Sunday, rain again. The sky gray like dutty dishwater. Funeral up at Holy Cross Church. The procession pass and three crows circle behind. Patsy look hungry. No high school girl today. This time Patsy have a broken umbrella though. Blue with
Fi Wi Versal Studio, Ltd.
mark all around; and one spoke that stick out. Twelve o’clock, hear her:
Fly away home to Zion/ Fly away home.
The birds gone and the patty shop closed. Her shorts not so tight anymore.

One time they hang a girl from the silk cotton tree. Is the kind of historyness that get tear out the book, but bad-mind can’t stop story from coming out. The girl said a brazen thing and for that they hang her. Just a young girl—with a fever baby left in the crib. They hang her from a high-high branch and when they pull the rope she hear a strange music that come from afar—from way out in the future, two hundred years. She never hear a music like that before, all roots and bassfull and one-drop beat; and her two feet dance a dance right over the spot where you see Patsy looking. And she let out a sound, jah, and give up the ghost.
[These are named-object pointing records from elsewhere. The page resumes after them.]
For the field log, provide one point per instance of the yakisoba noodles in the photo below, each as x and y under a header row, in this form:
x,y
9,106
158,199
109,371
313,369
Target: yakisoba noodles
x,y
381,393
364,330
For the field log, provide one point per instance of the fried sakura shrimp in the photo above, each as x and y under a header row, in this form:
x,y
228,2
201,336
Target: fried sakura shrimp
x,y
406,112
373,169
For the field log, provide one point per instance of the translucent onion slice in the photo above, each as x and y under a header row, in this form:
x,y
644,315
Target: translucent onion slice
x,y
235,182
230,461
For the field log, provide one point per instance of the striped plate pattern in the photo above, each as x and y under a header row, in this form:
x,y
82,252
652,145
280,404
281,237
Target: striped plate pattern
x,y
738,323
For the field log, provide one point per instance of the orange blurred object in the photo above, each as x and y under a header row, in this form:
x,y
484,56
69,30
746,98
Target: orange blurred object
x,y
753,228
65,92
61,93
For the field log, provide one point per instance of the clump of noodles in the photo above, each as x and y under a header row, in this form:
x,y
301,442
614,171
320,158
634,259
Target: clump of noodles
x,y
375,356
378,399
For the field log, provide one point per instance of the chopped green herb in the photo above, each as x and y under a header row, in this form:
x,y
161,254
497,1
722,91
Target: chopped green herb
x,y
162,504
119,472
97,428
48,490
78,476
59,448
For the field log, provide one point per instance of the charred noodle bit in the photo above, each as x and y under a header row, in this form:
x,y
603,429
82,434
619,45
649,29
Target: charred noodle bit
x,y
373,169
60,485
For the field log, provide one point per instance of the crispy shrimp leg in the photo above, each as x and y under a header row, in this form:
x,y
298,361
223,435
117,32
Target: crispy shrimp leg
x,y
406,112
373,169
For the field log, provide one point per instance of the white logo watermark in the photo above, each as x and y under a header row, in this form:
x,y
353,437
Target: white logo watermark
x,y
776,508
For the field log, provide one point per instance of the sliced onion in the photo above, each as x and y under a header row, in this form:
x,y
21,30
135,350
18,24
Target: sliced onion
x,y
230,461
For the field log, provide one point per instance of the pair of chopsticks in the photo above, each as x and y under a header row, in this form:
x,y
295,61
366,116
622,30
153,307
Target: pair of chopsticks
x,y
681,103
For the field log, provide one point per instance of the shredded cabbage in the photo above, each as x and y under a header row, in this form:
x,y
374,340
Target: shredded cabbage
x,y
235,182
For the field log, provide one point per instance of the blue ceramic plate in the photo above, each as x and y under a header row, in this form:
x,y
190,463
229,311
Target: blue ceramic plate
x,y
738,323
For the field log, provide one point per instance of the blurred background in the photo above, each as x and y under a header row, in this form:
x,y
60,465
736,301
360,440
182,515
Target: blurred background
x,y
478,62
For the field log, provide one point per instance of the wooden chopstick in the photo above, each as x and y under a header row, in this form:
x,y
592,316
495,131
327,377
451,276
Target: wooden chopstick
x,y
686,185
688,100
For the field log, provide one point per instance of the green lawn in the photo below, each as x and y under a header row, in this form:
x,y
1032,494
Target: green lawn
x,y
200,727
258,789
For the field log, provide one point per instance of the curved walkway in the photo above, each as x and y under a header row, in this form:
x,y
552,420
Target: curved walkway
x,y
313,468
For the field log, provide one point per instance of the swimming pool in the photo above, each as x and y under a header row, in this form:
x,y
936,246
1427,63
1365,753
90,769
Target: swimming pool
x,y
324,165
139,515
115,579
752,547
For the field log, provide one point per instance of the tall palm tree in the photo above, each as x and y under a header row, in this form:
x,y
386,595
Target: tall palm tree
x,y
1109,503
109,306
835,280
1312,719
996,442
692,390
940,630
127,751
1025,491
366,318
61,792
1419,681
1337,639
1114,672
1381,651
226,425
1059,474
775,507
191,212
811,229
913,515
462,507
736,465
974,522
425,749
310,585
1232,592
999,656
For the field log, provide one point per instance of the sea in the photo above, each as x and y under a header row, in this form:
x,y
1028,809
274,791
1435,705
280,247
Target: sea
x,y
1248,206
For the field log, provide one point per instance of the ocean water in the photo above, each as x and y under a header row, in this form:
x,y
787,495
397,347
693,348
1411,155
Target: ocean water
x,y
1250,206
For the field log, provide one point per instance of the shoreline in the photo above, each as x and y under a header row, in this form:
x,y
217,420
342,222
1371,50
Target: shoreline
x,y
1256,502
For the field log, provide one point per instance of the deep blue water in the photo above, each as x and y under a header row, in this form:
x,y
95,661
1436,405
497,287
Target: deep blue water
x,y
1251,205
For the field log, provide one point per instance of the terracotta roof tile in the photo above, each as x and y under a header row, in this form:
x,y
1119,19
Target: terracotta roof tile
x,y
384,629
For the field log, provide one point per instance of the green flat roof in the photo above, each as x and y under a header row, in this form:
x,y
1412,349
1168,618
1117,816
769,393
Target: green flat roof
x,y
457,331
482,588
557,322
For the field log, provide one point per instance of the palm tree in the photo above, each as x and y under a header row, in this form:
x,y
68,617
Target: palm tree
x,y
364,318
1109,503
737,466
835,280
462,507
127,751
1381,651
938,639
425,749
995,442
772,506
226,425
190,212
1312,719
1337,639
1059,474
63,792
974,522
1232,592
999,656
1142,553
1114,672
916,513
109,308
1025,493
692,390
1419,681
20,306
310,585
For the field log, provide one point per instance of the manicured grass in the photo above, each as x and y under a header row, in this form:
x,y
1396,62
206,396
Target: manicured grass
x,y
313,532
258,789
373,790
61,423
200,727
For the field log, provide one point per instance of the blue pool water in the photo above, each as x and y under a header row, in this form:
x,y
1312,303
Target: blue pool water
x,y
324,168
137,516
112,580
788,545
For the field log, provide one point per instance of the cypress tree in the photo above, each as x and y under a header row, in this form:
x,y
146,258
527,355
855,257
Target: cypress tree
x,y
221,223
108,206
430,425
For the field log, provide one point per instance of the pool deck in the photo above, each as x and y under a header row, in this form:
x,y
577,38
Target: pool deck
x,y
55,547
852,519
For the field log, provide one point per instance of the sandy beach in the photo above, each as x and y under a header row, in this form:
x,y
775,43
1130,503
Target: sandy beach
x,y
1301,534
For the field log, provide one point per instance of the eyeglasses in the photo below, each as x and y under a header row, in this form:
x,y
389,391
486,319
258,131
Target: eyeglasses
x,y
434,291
Monday, again, and early. The high school girl leave a plantain tart and a bottle soda. She leave quick and catch her bus. Nice girl. Jamaica need more like that. People say if Bob Marley come out the clock, he will come holding one arm of Selassie and one arm of his father—the white man, Norval, who run leave him. Three short little man stand up together. Some of them say no, he will come with Queen Nanny, the maroon warrior sistah, and her adversary, Cuffee. For don’t historyness can keel over and change that way? Patsy watching close now, like her eyes picking the lock. The wheels in them turning. A man take a photo but she don’t even see the flash.
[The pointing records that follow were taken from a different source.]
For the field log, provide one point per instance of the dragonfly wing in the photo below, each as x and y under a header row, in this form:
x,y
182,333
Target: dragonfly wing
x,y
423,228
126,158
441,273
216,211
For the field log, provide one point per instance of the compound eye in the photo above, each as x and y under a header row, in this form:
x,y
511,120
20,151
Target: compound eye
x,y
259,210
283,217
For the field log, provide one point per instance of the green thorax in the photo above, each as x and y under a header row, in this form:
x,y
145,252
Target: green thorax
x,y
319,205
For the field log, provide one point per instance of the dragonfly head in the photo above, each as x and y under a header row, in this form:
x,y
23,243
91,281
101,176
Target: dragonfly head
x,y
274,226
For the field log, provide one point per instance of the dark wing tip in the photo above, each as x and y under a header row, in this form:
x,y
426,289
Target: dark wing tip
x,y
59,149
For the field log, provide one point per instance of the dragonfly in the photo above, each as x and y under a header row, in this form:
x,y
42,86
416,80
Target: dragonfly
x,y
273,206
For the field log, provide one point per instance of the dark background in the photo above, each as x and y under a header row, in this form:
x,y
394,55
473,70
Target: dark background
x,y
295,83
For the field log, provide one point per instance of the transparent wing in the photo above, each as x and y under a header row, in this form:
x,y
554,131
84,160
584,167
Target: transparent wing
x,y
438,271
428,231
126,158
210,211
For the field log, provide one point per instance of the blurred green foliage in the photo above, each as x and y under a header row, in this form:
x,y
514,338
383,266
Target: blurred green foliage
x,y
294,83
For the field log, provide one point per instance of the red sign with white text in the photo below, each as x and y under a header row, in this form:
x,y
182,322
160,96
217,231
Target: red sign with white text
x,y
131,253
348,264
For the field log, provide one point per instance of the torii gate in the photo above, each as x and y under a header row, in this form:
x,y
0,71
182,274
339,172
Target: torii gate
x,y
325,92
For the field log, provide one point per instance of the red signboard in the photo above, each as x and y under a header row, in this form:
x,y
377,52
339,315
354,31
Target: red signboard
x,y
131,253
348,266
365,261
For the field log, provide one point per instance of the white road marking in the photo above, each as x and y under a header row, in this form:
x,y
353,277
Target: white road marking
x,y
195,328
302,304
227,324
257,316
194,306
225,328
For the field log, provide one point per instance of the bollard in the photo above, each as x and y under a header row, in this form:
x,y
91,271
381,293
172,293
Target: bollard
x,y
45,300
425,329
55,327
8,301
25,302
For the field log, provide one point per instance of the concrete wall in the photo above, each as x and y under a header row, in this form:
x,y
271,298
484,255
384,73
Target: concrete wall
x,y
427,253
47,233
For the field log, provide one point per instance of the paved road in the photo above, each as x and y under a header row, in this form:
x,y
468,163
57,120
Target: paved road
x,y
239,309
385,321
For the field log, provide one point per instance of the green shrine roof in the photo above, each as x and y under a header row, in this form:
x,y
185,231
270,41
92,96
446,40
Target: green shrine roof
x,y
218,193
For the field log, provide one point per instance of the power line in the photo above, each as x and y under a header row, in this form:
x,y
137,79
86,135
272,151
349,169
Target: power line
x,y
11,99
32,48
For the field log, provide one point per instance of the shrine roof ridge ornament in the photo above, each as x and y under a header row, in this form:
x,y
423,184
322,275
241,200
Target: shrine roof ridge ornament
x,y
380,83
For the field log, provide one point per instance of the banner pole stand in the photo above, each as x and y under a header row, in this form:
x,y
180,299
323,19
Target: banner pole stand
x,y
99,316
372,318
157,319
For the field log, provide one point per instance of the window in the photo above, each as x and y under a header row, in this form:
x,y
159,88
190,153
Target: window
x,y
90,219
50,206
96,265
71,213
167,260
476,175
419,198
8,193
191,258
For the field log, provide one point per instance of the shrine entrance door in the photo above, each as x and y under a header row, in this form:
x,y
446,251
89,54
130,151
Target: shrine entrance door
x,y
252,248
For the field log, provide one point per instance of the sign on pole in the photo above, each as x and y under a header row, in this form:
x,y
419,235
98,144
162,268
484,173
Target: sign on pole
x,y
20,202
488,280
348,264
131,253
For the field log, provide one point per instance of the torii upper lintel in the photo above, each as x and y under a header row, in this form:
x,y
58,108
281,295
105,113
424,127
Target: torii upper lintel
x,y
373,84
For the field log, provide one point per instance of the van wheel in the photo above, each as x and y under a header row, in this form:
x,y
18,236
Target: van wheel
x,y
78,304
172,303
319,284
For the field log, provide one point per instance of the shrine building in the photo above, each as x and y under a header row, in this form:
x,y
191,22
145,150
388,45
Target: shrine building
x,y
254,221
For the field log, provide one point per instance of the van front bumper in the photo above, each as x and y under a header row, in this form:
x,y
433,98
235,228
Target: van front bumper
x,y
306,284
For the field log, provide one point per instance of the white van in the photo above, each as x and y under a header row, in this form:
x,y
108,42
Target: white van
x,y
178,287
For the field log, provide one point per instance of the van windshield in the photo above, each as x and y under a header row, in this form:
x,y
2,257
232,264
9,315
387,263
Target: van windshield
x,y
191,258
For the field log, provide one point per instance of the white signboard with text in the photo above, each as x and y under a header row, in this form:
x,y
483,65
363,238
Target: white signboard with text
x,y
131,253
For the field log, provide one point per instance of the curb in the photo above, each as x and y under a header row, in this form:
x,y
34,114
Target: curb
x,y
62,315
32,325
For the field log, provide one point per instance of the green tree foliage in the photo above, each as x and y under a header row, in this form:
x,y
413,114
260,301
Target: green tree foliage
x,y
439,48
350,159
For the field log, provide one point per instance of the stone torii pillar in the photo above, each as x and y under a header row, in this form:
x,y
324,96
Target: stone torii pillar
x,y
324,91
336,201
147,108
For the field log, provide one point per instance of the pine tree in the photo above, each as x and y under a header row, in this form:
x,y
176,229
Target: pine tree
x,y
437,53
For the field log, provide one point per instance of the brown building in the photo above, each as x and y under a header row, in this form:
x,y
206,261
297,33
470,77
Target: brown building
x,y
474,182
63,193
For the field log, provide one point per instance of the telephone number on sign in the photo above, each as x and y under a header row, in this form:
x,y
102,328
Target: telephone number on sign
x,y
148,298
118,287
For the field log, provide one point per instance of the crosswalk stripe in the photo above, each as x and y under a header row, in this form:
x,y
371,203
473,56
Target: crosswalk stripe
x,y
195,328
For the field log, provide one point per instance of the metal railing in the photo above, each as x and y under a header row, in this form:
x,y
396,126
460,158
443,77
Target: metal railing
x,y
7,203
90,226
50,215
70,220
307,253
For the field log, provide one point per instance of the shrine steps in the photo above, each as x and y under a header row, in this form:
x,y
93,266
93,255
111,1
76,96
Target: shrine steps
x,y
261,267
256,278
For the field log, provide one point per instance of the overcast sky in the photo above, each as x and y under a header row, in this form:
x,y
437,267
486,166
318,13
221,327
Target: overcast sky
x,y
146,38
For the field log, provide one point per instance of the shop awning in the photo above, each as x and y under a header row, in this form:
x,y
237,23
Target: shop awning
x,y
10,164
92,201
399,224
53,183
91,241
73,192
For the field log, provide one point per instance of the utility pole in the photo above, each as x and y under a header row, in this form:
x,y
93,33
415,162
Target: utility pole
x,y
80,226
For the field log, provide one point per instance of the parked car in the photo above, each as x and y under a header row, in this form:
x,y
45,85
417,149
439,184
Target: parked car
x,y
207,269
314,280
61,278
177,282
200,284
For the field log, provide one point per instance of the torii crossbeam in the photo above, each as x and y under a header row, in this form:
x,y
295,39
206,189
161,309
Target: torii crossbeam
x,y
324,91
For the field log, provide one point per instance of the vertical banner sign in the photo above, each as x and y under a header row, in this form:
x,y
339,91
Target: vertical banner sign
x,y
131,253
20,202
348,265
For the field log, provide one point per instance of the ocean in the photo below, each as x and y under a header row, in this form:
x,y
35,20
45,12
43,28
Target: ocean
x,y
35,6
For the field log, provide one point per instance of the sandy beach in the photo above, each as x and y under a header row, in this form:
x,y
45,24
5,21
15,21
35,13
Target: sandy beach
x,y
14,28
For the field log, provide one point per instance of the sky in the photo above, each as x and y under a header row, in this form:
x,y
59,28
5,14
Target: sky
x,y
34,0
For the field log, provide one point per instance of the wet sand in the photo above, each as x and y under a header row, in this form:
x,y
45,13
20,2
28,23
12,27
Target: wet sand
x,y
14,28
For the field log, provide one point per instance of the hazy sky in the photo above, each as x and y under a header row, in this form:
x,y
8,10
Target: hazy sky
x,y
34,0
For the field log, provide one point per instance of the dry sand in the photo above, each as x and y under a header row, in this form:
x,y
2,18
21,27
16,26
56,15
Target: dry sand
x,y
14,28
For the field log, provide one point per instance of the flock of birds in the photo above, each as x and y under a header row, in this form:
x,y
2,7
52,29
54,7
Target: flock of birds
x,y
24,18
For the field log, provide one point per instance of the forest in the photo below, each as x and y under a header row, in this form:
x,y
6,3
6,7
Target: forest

Calling children of the Most High/We don’t want no sufferation—

Hear Patsy:
I dance so hard, my feet couldn’t stop.
People say Patsy boots fill with American dollars. She standing on money, they say. People like to guess how much money in her shoes. One thousand dollar in each boot, a schoolboy say. How you mean? say the other one. Five thousand. No, a million. She sell her soul to DJ; is must at least one million she have. People say her poom-poom fill with evidence. She have a flash drive in there that could bring down the whole Jamaica government. Somebody give her the cash in exchange for shutting her mouth, they say. People like to talk. They madder than Patsy. Let them run their mouth.
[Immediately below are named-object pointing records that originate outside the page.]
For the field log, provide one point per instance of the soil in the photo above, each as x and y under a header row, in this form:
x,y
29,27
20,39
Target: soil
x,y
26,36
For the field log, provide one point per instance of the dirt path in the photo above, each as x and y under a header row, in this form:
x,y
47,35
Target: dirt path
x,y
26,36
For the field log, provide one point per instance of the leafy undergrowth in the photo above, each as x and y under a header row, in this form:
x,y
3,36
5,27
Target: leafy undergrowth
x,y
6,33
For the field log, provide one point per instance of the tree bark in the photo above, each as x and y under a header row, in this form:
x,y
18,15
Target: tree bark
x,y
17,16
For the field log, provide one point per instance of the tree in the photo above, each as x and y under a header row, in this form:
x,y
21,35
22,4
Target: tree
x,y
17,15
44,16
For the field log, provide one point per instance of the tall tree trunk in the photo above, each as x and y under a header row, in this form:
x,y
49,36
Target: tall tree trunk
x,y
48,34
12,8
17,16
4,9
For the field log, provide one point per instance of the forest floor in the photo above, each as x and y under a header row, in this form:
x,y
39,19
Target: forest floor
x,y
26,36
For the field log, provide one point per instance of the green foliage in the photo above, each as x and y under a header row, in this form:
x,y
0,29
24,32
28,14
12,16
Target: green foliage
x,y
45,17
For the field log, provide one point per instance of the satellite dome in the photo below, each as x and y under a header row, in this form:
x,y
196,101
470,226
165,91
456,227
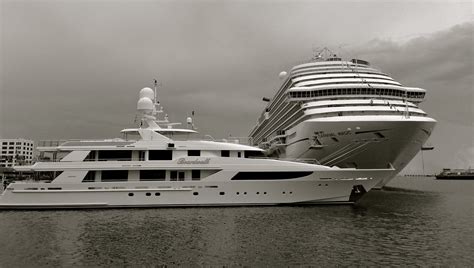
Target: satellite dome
x,y
145,104
147,93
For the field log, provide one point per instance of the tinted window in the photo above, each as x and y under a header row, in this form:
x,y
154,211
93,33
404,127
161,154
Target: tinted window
x,y
114,175
194,153
120,155
195,174
89,177
152,175
253,154
160,155
270,175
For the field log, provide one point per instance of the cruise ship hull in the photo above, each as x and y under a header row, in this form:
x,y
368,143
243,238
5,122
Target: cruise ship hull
x,y
358,142
183,194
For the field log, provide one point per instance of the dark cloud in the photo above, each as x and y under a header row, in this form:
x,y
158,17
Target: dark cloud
x,y
72,69
441,63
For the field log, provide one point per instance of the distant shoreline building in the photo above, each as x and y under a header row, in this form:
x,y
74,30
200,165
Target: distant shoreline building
x,y
16,152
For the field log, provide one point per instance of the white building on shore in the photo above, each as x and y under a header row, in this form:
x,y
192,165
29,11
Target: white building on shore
x,y
16,152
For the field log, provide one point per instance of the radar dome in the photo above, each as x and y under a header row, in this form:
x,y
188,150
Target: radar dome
x,y
283,75
145,105
147,93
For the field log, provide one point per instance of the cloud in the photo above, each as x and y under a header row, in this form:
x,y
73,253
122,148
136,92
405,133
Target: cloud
x,y
73,70
441,63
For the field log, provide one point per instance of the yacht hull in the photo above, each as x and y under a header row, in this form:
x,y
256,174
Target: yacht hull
x,y
182,194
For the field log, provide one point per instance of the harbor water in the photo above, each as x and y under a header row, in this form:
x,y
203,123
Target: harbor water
x,y
415,221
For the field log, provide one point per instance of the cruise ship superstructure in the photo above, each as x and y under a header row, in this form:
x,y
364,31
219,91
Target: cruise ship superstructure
x,y
155,171
346,114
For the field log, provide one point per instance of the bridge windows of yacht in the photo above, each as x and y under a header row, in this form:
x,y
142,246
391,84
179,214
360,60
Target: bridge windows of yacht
x,y
114,175
160,155
152,175
115,155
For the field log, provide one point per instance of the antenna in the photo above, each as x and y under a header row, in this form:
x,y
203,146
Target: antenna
x,y
156,94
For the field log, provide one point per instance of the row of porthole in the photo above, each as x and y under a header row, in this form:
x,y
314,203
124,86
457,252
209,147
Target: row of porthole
x,y
220,193
147,194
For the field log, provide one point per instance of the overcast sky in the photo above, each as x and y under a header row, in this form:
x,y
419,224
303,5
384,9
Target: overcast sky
x,y
73,69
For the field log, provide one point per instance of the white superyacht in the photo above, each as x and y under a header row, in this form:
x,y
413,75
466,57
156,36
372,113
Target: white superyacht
x,y
343,113
157,171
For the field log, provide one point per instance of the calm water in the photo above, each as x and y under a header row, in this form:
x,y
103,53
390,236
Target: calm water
x,y
420,221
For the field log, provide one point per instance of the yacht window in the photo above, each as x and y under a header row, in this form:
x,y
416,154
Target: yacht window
x,y
270,175
114,175
117,155
195,174
91,156
90,177
152,175
173,175
160,155
194,153
253,154
141,155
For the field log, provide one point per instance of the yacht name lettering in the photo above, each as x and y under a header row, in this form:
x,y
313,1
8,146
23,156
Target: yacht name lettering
x,y
183,161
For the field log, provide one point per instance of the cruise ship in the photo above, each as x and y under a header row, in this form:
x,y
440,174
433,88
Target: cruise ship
x,y
155,170
343,113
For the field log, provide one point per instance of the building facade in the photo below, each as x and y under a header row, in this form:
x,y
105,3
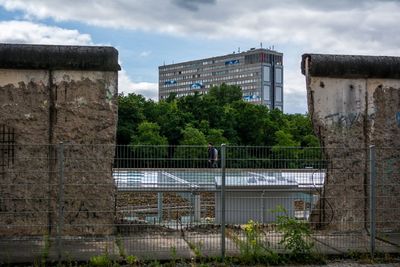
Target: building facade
x,y
259,73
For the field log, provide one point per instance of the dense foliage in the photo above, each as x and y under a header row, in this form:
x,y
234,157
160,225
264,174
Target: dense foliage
x,y
221,116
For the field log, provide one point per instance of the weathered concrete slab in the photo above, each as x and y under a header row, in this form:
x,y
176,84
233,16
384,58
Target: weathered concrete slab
x,y
393,238
158,246
345,243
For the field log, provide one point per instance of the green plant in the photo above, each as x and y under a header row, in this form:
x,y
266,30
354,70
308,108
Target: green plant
x,y
173,256
196,248
155,263
132,260
296,234
103,260
253,249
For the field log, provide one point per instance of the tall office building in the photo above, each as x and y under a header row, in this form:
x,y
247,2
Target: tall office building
x,y
259,72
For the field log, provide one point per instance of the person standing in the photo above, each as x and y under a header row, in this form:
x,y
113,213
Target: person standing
x,y
212,156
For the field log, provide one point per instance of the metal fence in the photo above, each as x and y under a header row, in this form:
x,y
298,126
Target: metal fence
x,y
72,202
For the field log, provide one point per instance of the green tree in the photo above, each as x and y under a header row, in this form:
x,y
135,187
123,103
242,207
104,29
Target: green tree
x,y
216,137
148,133
286,150
148,145
130,114
192,150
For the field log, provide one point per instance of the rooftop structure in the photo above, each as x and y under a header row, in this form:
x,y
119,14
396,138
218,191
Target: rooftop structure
x,y
259,73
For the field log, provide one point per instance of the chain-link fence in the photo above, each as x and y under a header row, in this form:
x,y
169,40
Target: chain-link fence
x,y
72,202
Tuesday early-early; tropical storm warning and where Patsy going to go? Rain falling; shop soon lock up and everyone gone home. Only two dog under the piazza across the street. Hear her:
Who can’t fly, run. Who can’t run, dance.
And her two knees touch and part touch and part; then stop. Rain fall and make a pool, up to her ankles. Her made-in-China hair blow across her face. Rain beat the door, but not a soul come out.